Line a baking sheet with parchment paper and drop batter by generous spoonfuls. Bake for 12 to 15 minutes in the preheated oven, until the tops are golden brown, not deep brown.
Monday, May 3, 2010
Sconeday
Beet scones
a Mahlzeit original recipe
1 1/4 cups all-purpose flour
1 cup whole wheat flour
2 tablespoons baking powder
1/2 teaspoon baking soda
1/2 teaspoon salt
1 1/2 teaspoons orange zest
1/3 cup sugar
1/2 cup cold butter, cut into small pieces
about 1 cup grated cooked beet (1 medium beet)
1 large egg
1/4 c honey
1/3 cup buttermilk or sour cream
1/2 teaspoon orange extract
Preheat oven to 425°.
Boil beet(s) until just al dente (don't overcook, because it needs to be firm enough to be grated). Allow to cool enough to handle, then grate it.

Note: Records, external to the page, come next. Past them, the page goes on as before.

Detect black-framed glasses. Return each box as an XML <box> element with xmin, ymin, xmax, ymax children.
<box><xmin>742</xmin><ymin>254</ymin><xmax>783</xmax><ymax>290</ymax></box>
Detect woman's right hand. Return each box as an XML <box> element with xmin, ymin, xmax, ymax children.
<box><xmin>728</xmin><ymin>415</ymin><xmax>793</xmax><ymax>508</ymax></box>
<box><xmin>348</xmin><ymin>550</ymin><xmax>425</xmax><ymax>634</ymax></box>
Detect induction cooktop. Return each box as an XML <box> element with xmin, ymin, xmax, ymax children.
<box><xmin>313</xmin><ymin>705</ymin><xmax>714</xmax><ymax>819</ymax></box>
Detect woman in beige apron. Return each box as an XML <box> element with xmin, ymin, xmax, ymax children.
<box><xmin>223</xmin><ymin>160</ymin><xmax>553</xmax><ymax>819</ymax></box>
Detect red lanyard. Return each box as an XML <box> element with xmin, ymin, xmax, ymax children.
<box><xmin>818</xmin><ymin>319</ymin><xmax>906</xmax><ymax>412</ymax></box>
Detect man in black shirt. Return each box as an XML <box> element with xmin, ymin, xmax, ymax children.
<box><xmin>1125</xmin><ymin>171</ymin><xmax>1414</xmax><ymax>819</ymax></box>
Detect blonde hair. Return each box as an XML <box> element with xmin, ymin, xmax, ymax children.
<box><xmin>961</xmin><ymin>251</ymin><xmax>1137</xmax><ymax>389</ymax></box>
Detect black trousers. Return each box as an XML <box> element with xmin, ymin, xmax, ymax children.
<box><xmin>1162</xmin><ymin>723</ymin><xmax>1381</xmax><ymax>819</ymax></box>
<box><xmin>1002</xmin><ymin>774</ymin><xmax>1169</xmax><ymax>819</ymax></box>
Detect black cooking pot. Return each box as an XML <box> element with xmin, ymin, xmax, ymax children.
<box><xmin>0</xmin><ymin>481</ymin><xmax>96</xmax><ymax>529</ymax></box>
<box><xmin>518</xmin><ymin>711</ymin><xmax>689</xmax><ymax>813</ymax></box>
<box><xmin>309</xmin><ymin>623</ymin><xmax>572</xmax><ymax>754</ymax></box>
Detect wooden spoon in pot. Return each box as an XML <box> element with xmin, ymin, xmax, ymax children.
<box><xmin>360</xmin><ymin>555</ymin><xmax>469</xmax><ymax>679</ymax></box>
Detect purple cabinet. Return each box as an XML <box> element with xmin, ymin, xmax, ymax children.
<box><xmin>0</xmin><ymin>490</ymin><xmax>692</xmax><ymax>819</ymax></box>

Mix together first 6 ingredients. Cut in cold butter until mixture resembles coarse meal. Add beets and mix until just blended. Whisk together egg, buttermilk, and orange extract in a separate bowl until blended. Add to flour mixture, and mix just until blended and slightly moist. Dough will be sticky, and pink.
Spoon large tablespoonsful onto a lightly greased baking sheet (or line a sheet with parchment paper). Bake at 425° for 12 to 15 minutes (shorter time for smaller scones). Makes 9 large or 12 medium scones.